September 13th, 2019

Hugo Logo

Loveing Something to Death?

I have contributed articles to The Drink Tank, a Hugo Award-winning fanzine. Heck, I have a Hugo Award trophy (one of two leftovers from ConJosé, engraved for the two co-chairs). Does that make me a "Hugo Award winner?" Of course it does not. When, back in 2002, I brought that display copy up to show to my mother (who is the person who set me to reading SF/F), she said, "My little boy has a Hugo Award!" and I carefully said that having a display trophy and having an actual Hugo Award were not the same things.

So why is it that a bunch of people who contributed toward a Hugo Award-winning related work have taken it into their heads that they — all of them, thousands of them — are all individually "Hugo Award winners?" (And why have several online news sources repeated this assertion when they should know better.) And when the organizers politely pointed that out, some people seem to interpret it as the Big Bad Meanies Want to Spoil Our Fun. It's not like that at all.

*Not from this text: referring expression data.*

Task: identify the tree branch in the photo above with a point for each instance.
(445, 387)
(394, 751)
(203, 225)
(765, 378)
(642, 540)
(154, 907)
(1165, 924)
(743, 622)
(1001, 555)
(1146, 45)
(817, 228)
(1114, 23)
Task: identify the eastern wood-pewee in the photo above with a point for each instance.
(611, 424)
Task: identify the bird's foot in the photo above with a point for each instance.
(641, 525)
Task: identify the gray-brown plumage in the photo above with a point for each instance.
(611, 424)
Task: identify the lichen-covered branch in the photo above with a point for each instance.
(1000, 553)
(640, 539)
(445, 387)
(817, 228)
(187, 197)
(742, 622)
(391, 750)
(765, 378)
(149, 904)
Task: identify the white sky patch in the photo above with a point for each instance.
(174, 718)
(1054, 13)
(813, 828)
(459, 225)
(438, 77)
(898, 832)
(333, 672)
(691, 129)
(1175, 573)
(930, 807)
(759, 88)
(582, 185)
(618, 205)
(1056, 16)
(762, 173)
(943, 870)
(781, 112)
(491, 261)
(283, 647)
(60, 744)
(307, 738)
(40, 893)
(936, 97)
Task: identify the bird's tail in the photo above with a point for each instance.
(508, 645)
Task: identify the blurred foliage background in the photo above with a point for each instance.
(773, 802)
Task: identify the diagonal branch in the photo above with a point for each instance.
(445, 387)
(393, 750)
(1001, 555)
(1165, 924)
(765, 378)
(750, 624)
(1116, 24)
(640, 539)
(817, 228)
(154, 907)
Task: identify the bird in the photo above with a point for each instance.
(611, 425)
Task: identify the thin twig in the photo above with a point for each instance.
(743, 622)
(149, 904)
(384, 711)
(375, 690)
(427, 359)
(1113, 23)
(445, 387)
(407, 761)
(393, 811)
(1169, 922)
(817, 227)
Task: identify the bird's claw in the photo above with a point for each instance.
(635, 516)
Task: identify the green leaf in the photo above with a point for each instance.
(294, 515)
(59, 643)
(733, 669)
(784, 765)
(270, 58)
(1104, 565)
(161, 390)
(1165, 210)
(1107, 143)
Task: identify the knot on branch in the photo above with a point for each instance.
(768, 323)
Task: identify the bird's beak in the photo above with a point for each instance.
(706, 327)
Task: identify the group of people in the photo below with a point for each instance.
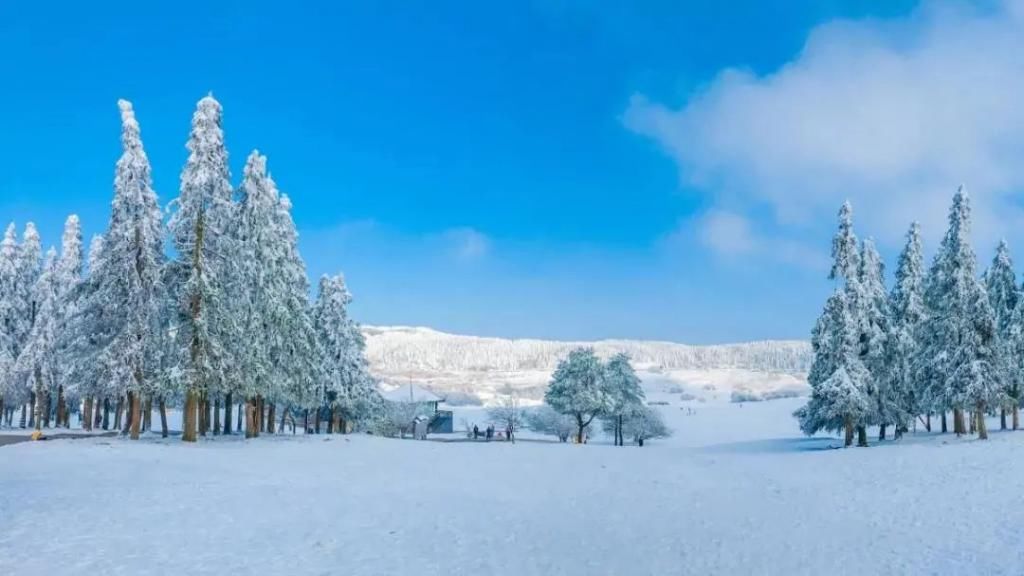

For an award like the Hugo Award to have any meaning, it needs to be something that not everyone can have. That means trying to enforce our service mark. We're not trying to be bad guys. It's not like anyone pays those of us doing it. We're just trying to make sure that it's being used legitimately, so that anyone who has legitimately won the Award is entitled to their legitimate honor.

A certain group of people set out to deliberately destroy the Hugo Awards a few years ago, and they didn't succeed in doing so, thank goodness. It would be terribly ironic that people who celebrate and embrace their corner of fandom having won a Hugo Award would, by excessive exuberance, end up undermining the very award they claim to value.